Serbia Seeks Eurobond Sale With or Without New IMF Deal

January 16, 2013

Serbia is seeking to sell foreign- currency bonds as soon as next month regardless of whether it agrees to a new deal with the International Monetary Fund beforehand, Finance Minister Mladjan Dinkic said.

The Balkan country last sold $750 million in five-year notes two-months ago. Yields on the bonds fell eight basis points, or 0.08 percentage point, 3.94 percent at 10:16 a.m. in Belgrade, from as high as 5.1 percent Nov. 16, according to data compiled by Bloomberg. The government plans to raise $2 billion from Eurobond sales and $1 billion from Russian loans this year to help finance debt, Dinkic said in Vienna yesterday.

Junk-rated Serbia is following Hungary, which this week moved closer to selling foreign-currency bonds for the first time in 20 months, even as its IMF talks remained deadlocked. Bond buying by central banks in the U.S. and the euro region has stoked appetite for riskier assets in past months, driving down borrowing costs for emerging markets.

The debt sale and the IMF deal are “different issues” and “the government is ready to go with the bond regardless,” Dinkic said in an interview. Serbia will sell foreign notes “soon, maybe as early as next month. Demand is high right now and the market conditions are right. We are ready to move quickly,” he said.

Serbia is seeking a new IMF loan deal to shore up confidence that government policies will bolster macroeconomic stability after the fiscal deficit hit a record 7.2 percent of gross domestic product in June. The government has repeatedly said it won’t seek IMF cash, only a stand-by loan program.

‘Precautionary Arrangement’

“We will talk with the IMF about a precautionary arrangement, without borrowing, because we can finance ourselves from the market,” Dinkic said while attending the Euromoney conference in the Austrian capital yesterday.

Serbia will need 493.6 billion dinars ($5.9 billion) this year to service its debt, 25 percent more than in 2012. The government said it will rely on dinar- and euro-denominated debt sales at home and dollar-denominated Eurobonds until Standard & Poor’s and Fitch Ratings upgrade Serbia’s BB- credit rating, the third-highest non-investment grade.

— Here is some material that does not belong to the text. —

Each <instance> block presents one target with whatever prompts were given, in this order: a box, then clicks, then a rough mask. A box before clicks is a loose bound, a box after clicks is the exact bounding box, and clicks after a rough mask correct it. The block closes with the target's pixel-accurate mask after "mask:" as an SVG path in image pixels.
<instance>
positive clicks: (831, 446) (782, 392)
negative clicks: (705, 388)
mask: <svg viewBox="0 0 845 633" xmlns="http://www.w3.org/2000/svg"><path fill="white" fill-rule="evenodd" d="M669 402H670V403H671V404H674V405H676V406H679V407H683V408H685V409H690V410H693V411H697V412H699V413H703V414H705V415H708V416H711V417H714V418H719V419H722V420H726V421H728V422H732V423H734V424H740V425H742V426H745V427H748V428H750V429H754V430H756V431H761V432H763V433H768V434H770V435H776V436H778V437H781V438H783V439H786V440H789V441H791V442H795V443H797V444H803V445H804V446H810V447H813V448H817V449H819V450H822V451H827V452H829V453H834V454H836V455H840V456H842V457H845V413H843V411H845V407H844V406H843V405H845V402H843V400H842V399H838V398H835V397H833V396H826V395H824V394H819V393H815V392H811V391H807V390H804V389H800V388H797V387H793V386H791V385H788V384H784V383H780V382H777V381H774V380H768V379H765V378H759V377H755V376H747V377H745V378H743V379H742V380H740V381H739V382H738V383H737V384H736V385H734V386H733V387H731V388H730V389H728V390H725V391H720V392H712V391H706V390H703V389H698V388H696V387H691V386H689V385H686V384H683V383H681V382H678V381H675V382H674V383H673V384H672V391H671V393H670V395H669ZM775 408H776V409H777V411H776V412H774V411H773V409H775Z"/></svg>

“Financing externally is so cheap at the moment that any sovereign worth its salt or rating probably should be coming to market to get some cash in the bank, and the earlier and cheaper the better,” Tim Ash, chief emerging-markets strategist at Standard Bank Group Ltd. in London, said by e-mail yesterday. “The problem is that the IMF has little or no leverage.”

‘Worrying Exception’

An IMF mission will probably come to Serbia “in the next few weeks,” Bogdan Lissovolik, the resident representative for the Washington-based lender, said in Belgrade yesterday. The mission has yet to look at budget performance in 2012 and for 2013. The government aims to narrow the fiscal gap to 3.6 percent of GDP this year, from an estimated 6.7 percent in 2012.

Serbia is becoming a “worrying exception” in the region, according to Lissovolik, because of its ballooning public debt, which doubled to 17.5 billion euros ($23.4 billion) on Nov. 30 from 8.7 billion euros in 2008, Finance Ministry data show.

Serbia will seek a loan from Russia’s government in the second quarter and is in talks with VTB Bank OJSC (VTBR), Russian’s second-largest lender, about selling ruble bonds worth $250 million, Finance Minister Dinkic said yesterday.

The government is also interested in loans from China, Turkey and the United Arab Emirates, countries where economic growth is faster than in the European Union, Dinkic’s press office cited him as saying after a meeting with the European Bank for Reconstruction and Development yesterday.